Georges marqua une pause, sa respiration et ses tremblements s’accéléraient à nouveau.

– Quand le responsable est parti, Mr Theron m’a attrapé par la combinaison et m’a crié dessus, je n’étais pas censé être là, j’étais un bon à rien puis il m’a poussé sur l’établi que
j’ai heurté au visage. Un des autres superviseurs présents s’est interposé, il m’a aidé à me relever et à remettre mes lunettes avant d’éloigner Mr Theron. J’en ai profité pour quitter l’usine en courant et venir ici.

Léon s’assit sur son lit, les dents serrées.

– J’t’avais prévenu, dis Léon, les gens supportent pas d’tomber sur plus intelligent qu’eux. Par contre c’est la première fois que quelqu’un t’frappe à l’usine et ça, j’laisserai pas passer!  Surtout que t’as pas fait grand-chose. On f'ra le mur pour aller voir ce superviseur demain, c’est ouvert le samedi en ce moment ?

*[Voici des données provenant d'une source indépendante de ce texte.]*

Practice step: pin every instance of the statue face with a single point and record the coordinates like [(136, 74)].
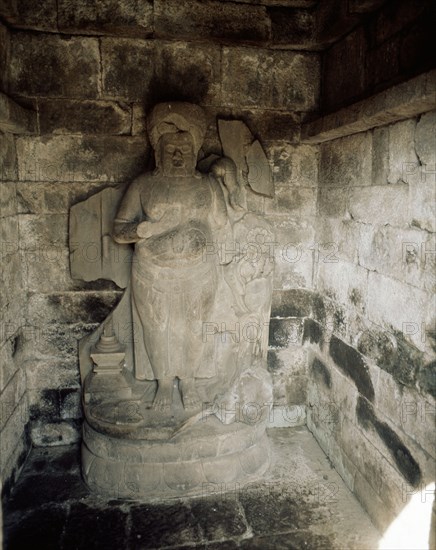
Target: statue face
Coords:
[(177, 154)]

– Oui, mais... mais je ne sais pas si c’est une bonne idée.

– Georges a raison, ta méthode risque d’envenimer les choses, dit Thomas, je ferais mieux de vous accompagner.

Léon se releva, il enroula un bras autour des épaules de son frère et l’entraina dehors.

– Très bien, nous irons en famille, ça fait un moment qu'on a pas escaladé le mur d'enceinte. Aller viens, j’t’emmène aux vêpres pour une fois, prier te fera du bien.

– Quand je pensais que ma journée ne pouvait pas être pire... grommelât Georges.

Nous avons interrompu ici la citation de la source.